Boosting the 'brains' of computers with less wasted energy

Many internal components used in today's computers reach temperatures that are hot enough to cook a Thanksgiving meal. The heat produced by the computations can easily burn human skin and tissue – and much of the heat is simply wasted energy, a byproduct of the computer's internal functions.
Now, Purdue University researchers are working on more energy-efficient technology to better mimic functions of the human brain and produce only a fraction of the heat.
"The human brain is a wonderfully efficient machine that actually does much of the computing work within the memory," said Kaushik Roy, Purdue's Edward G. Tiedemann Jr. Distinguished Professor of Electrical and Computer Engineering. "Purdue is working with other leading research organizations to develop devices and algorithms that act like the human brain and reduce energy consumption by computing within the memory itself."
The Purdue researchers are developing artificial intelligence algorithms that can be used with current computer applications but consume less energy. Researchers at Purdue's Center for Brain-inspired Computing Enabling Autonomous Intelligence are studying and developing algorithms that can allow personal robots, self-driving cars and drones to interpret their environments and then make decisions based on what they perceive.

"The brain computes through a dense connection of neurons and synapses employing integrated memory and compute units, unlike the von-Neumann computing prevalent in all modern computers," said Roy, who leads C-BRIC. "Seeking inspiration from the brain, we invent circuit techniques to perform computations within the memory itself, leading to energy-efficient implementation of algorithms."

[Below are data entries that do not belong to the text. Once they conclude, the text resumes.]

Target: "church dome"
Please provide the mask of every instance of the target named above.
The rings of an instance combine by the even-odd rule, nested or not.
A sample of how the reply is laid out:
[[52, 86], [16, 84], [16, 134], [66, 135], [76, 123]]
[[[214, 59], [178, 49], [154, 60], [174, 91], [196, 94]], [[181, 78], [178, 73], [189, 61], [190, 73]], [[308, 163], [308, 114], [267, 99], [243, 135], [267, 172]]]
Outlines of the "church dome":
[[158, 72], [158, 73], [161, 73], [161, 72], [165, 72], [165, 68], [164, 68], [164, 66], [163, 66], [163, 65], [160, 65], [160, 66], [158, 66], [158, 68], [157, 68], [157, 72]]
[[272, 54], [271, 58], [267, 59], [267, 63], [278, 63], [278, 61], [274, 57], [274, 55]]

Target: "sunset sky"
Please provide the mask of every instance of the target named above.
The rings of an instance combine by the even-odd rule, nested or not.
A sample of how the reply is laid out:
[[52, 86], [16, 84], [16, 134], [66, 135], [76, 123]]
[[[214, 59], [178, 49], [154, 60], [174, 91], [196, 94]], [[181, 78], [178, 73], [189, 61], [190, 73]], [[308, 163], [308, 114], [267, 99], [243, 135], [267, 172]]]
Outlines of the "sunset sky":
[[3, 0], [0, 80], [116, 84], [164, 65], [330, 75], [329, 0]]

The Purdue algorithms use brain-like networks, called spiking neural networks, to convert voice and image inputs into a common special representation of spike patterns, similar to the brain. Using special encoding and decoding, the voice input can be used to recall the images.
Roy said this current AI research has applications for personal robots, drones, smart vehicles and other devices that already perform functions similar to brain computations.